Spring Street and Broadway in 1785, 30 years before the events of the article below. Illustration courtesy NYPL digital images

While researching the Gracie Mansion podcast, I found mention of a street gang by the name of the Spring Street Fencibles, or simply, the Spring Streeters. Obviously, the streets of New York have been crawling with gang activity since the 19th century. But what makes this shadowy gang particularly interesting to me is the date of their only documented crime — 1825, making them one of the earliest mentioned organized gangs in the press. Their foul indiscretion? The murder of a well-known city merchant, an event that may have greatly affected the namesake of Gracie Mansion, Archibald Gracie — depending on which source you believe.

It is not known whether the Spring Streeters were truly organized in same way as later gangs like the Roach Guards and the Dead Rabbits; nor is it clear that their members were strictly Irish-born, as they commonly were in those days. In prior histories, they are loosely clumped with another group called the Grand Streeters. Spring Street runs parallel a couple blocks north of Grand Street, and it’s possible the two gangs were rivals or even one and the same gang.

The only crime by the the Spring Street Fencibles that I could find on record is the horrible slaying that occurred the early morning of June 3, 1825. The young drunken rowdies accosted a private carriage at Broadway and Art Street (or today’s Astor Place). A group of gentlemen accompanying the carriage uptown confronted the gang, and a ‘scuffle’ ensued. One of the gentlemen, one Mr. Lambert, was punched in the stomach and later died of his injuries. The gang members were rounded up and carted off to prison.

The confusion as to the victim’s name underscores one of the problems I often find in researching the early days of New York, when newspapers were not as concerned with exacting and factual detail. One key source, on the history of Gracie Mansion, clearly lists the victim as David Lambert, an associate of Gracie’s who put up the family in one of his townhouses when they fell on hard times. Other sources, however, list the victim’s name as Henry Lambert, of which nothing is known.

An old merchants guide of New York clearly links David as the victim of the crime, “up by Sailors Snug Harbor (near where Tenth Street is now).” The original land for Sailors Snug Harbor sat where today’s Washington Square Park is, which would have been just west of the reported violence. (Snug Harbor would move to its present location in Staten Island in 1833.)

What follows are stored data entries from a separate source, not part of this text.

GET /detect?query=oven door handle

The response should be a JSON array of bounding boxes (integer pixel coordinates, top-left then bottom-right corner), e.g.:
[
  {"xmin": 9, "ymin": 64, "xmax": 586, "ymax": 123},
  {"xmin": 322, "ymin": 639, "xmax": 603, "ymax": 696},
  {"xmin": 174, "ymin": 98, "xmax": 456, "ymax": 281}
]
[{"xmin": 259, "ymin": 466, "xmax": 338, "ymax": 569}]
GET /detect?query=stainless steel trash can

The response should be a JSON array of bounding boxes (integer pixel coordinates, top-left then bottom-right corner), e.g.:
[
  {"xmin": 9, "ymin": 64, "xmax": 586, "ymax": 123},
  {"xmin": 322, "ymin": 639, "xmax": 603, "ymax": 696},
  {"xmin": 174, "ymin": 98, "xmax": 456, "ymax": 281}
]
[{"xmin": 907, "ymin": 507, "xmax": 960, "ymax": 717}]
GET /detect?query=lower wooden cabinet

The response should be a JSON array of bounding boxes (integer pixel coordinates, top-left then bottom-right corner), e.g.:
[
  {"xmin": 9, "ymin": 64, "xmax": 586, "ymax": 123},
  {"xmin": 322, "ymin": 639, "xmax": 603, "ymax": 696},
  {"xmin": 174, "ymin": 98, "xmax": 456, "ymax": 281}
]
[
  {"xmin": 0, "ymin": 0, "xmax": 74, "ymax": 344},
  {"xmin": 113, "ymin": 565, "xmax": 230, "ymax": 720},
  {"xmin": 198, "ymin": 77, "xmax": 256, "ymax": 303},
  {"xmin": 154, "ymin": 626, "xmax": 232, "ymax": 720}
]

Whatever the identity of the unfortunate man who died 185 years ago in the area of Astor Place, his demise also marked the end for this sorry group of thugs, locked up in prison for either seven or ten years — again, depending on which source you trust*.

Had this group of ruffians come along before 1807, they might have been known as the Brannon Street Fencibles, for that was the original name of Spring Street. The road was named for a Mr. Brannon the keeper of a “noted public house and a beautifully-laid-out garden,” situated nearby an actual spring of water. After 1807, the name switched to Spring Street.

*For the podcast, I clearly went with it being David.

3 replies on “Who are the Spring Street Fencibles?”

Were there that many Irish gangs in NYC in 1815? The influx of Irish occurred after 1846 due to the failure of the potato crop and widespread famine.

The Fencibles could likely be native Americans, in the mold of Butcher Bill, who were there prior to the Irish migration, no?

….According to the trial documents, the convicted were Moses Parker, James Buckland, Joseph Wade, William Walker, Cornelios Holly, Abraham Potts, Thomas Rea and Noah Doremus. Moses was my great, great grandfather. It appears we came from indentured servants on estates north of NYC. So you could call this “gang” native American…However, in a quirk of fate, his son married a girl born in Ireland.